Les algorithmes pronostiques de la LLC proposés jusqu’à présent ont toujours inclus le statut IGHV. Cependant, dans six systèmes de notation différents (CLL-IPI, MDACC 2007, MDACC 2011, GCLLSG, Barcelone-Brno, O-CLL1), la prédiction des résultats échoue dans une proportion allant de 22% à 35% de la LLC en phase précoce.20 En particulier au sein de la LLC à faible risque, il y a encore une proportion non négligeable de patients présentant une progression « précoce ». Un algorithme pronostique construit dans les catégories U-CLL et M-CLL IGHV peut surmonter cette limitation.

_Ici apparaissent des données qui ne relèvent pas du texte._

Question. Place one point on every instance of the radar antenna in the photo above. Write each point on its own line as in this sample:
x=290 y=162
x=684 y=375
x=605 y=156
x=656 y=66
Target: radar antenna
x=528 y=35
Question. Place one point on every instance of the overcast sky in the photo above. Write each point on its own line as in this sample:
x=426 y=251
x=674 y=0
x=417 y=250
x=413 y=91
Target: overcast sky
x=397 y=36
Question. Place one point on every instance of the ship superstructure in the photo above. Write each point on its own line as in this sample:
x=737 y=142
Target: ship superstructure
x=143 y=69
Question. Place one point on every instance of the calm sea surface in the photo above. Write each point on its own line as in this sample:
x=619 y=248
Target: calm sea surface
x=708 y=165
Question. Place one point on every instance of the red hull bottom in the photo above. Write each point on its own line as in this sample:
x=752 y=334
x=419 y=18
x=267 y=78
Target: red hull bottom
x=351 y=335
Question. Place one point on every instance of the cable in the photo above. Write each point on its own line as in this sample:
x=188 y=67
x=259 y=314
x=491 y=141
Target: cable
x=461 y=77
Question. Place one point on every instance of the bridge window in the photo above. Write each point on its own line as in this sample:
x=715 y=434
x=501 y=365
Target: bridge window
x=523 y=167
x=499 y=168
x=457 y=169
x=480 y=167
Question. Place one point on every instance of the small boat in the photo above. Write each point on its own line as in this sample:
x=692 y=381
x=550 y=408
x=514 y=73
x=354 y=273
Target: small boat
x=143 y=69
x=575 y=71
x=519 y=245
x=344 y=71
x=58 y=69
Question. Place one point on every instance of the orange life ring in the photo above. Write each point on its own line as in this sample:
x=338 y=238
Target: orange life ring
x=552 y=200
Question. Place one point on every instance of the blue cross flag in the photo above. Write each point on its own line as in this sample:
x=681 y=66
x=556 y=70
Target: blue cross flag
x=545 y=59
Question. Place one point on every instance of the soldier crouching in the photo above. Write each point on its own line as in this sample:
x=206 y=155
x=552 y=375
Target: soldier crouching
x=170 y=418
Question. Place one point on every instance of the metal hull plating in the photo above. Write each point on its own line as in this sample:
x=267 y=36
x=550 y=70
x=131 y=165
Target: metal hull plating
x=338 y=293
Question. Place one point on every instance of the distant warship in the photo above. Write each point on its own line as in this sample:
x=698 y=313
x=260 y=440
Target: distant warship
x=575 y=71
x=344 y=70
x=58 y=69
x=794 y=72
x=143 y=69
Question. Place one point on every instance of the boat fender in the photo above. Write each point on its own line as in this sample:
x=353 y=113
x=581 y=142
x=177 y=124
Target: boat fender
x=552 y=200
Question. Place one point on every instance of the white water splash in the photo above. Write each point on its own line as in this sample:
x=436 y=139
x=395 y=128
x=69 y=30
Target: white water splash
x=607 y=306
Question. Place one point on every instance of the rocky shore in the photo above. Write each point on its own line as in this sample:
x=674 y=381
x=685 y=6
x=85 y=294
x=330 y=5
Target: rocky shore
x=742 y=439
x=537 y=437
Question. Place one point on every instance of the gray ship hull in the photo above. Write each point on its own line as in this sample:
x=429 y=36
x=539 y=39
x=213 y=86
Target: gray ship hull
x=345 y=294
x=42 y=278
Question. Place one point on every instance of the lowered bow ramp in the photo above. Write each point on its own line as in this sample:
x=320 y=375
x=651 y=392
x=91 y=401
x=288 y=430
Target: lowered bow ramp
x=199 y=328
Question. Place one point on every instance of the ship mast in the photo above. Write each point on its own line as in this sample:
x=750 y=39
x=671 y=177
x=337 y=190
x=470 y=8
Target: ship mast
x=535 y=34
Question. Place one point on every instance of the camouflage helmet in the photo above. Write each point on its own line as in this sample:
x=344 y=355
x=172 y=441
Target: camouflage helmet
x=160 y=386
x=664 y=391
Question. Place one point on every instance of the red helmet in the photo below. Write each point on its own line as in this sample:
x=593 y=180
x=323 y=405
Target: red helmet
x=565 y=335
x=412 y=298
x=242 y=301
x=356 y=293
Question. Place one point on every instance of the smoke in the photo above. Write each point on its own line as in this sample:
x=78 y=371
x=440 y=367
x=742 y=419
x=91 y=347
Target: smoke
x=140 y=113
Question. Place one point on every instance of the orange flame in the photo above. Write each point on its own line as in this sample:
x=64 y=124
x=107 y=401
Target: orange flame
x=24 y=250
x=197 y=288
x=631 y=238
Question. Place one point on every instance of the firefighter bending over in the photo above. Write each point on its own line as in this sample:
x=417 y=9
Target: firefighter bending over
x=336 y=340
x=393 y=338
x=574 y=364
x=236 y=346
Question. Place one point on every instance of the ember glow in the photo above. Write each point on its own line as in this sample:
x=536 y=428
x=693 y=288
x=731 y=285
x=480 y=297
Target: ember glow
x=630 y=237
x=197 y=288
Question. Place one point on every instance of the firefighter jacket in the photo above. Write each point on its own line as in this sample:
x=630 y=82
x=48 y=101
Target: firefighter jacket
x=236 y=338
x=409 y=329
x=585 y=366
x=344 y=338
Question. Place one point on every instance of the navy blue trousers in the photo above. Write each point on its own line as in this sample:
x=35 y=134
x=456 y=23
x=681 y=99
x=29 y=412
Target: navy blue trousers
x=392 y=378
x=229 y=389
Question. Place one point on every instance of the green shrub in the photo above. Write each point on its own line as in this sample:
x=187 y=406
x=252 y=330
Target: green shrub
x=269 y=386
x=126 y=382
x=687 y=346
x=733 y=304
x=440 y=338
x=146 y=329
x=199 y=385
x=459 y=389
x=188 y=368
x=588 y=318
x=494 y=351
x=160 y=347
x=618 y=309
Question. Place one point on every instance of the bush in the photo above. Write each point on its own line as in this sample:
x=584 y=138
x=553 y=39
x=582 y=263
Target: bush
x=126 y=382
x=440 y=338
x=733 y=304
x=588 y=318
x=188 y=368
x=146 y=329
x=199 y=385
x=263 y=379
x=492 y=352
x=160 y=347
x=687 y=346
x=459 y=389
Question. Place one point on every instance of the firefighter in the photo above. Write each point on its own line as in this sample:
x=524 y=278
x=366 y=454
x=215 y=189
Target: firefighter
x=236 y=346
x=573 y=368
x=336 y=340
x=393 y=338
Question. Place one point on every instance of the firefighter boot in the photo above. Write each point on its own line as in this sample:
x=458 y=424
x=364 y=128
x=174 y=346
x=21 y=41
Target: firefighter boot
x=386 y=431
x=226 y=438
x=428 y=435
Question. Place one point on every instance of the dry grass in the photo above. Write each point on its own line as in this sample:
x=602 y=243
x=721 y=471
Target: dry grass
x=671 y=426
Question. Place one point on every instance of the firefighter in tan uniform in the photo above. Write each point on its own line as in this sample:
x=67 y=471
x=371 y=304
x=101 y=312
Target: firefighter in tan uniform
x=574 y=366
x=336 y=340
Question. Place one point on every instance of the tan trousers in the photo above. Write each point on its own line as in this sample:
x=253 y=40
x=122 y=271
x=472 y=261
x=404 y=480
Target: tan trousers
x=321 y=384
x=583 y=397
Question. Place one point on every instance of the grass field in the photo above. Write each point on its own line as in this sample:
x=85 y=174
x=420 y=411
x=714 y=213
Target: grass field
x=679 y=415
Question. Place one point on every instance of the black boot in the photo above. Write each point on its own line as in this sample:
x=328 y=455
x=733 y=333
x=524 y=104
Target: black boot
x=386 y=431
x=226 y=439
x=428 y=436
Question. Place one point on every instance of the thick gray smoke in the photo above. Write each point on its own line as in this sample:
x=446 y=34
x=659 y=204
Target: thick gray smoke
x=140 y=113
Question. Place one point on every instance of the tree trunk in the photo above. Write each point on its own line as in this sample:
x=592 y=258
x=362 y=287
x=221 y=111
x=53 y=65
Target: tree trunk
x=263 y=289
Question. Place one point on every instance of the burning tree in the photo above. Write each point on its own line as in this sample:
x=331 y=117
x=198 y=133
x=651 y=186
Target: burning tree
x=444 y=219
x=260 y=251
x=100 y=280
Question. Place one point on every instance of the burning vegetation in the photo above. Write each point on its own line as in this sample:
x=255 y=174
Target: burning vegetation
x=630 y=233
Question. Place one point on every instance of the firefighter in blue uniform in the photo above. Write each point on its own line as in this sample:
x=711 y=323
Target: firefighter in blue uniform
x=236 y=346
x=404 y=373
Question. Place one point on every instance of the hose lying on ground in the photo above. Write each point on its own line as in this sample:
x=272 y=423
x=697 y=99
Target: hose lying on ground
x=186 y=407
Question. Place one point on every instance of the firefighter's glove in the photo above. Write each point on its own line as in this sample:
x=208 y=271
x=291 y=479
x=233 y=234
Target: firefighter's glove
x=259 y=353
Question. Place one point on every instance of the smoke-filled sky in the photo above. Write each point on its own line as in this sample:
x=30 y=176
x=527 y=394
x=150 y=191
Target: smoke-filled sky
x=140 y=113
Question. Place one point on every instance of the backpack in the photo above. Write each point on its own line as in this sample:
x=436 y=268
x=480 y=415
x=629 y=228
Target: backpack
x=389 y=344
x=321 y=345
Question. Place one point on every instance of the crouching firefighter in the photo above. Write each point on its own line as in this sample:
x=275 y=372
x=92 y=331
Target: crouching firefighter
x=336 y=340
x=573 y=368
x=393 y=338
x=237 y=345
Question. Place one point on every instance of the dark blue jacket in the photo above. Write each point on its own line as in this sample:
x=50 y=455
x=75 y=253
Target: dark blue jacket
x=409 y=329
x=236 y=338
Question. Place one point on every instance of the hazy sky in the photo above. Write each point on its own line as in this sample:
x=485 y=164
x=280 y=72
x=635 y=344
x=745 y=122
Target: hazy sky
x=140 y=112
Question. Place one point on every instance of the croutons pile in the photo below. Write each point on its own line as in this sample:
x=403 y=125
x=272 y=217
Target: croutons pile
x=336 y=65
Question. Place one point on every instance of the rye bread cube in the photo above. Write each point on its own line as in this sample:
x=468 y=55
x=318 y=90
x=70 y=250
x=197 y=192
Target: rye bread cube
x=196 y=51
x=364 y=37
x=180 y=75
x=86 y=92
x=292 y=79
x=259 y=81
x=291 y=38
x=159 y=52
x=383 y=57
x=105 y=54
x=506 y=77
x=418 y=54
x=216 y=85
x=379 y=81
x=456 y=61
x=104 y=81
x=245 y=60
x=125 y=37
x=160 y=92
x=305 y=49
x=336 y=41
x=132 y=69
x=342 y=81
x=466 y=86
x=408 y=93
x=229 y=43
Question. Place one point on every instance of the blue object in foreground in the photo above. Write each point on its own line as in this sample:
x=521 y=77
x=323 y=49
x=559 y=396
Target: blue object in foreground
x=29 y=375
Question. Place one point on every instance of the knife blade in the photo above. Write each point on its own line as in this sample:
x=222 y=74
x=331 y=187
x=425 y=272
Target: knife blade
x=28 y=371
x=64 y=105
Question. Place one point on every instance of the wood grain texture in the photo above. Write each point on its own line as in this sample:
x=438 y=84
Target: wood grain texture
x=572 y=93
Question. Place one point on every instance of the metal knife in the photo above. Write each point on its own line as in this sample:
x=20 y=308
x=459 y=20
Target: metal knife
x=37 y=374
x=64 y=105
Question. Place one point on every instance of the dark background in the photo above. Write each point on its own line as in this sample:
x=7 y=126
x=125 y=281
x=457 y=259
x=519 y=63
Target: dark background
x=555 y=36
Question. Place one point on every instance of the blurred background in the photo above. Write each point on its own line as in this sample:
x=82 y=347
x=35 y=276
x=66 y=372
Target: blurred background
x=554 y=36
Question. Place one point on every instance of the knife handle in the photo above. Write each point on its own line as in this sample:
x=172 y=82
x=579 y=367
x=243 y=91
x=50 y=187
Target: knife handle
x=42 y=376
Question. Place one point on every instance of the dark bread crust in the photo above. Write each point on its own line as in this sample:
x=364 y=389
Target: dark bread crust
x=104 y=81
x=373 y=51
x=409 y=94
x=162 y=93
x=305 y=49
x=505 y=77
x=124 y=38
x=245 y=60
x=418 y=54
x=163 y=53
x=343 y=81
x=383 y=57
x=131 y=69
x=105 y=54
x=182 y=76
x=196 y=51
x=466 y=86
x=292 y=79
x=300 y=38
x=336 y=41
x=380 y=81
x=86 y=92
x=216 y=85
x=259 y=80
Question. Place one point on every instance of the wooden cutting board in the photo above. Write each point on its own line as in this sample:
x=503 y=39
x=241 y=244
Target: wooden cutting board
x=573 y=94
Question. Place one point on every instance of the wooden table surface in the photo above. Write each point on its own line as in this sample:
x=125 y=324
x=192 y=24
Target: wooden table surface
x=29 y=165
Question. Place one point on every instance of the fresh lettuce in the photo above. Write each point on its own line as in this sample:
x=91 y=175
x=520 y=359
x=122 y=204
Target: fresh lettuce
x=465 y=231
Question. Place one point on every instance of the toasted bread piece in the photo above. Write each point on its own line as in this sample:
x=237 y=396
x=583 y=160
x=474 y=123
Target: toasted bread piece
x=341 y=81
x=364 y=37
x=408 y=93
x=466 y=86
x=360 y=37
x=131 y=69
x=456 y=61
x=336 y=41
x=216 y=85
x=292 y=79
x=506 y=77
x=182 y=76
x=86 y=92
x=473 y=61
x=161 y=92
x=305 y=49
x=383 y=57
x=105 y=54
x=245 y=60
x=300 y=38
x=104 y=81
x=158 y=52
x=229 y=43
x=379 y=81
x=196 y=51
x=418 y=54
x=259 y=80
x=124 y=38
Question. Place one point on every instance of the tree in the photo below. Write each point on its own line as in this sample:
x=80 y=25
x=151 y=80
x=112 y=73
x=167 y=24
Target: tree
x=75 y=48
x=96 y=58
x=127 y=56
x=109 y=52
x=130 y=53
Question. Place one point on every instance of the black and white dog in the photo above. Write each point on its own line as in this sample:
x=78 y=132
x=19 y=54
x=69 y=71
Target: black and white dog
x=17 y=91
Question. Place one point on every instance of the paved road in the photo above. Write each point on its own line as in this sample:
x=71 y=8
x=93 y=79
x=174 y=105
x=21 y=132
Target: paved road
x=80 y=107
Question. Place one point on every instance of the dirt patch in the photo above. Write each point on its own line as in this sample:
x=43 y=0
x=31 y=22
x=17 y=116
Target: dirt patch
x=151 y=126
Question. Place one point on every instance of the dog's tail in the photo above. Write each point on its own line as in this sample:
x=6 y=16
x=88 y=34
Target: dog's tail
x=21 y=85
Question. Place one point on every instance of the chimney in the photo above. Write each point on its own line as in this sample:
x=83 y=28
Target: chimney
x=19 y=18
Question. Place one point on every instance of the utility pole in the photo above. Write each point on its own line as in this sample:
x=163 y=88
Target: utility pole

Cela a des implications cliniques pour le conseil des patients, la planification du suivi et l’inscription potentielle dans des essais explorant des approches thérapeutiques précoces pour la LLC de stade A.

Il est clair qu’à l’ère des nouveaux médicaments, la valeur de tous les algorithmes proposés jusqu’à présent en termes de prédiction de l’OS devra être réévaluée, car les inhibiteurs BCR/BCL2 ont le pouvoir de surmonter l’impact pronostique du statut mutationnel de l’IGHV. Pour le moment, outre les délétions/mutations de la TP53, il est conseillé de considérer le séquençage des gènes de l’IGHV chez tous les patients atteints de LLC nécessitant un traitement de première intention comme guide pour choisir entre les approches conventionnelles et innovantes. À cet égard, l’initiative ERIC sur le projet d’harmonisation IGHV et TP53 et le système de certification, avec des contrôles de qualité externes pour l’accréditation des laboratoires effectuant des analyses IGHV / TP53, est un effort très opportun.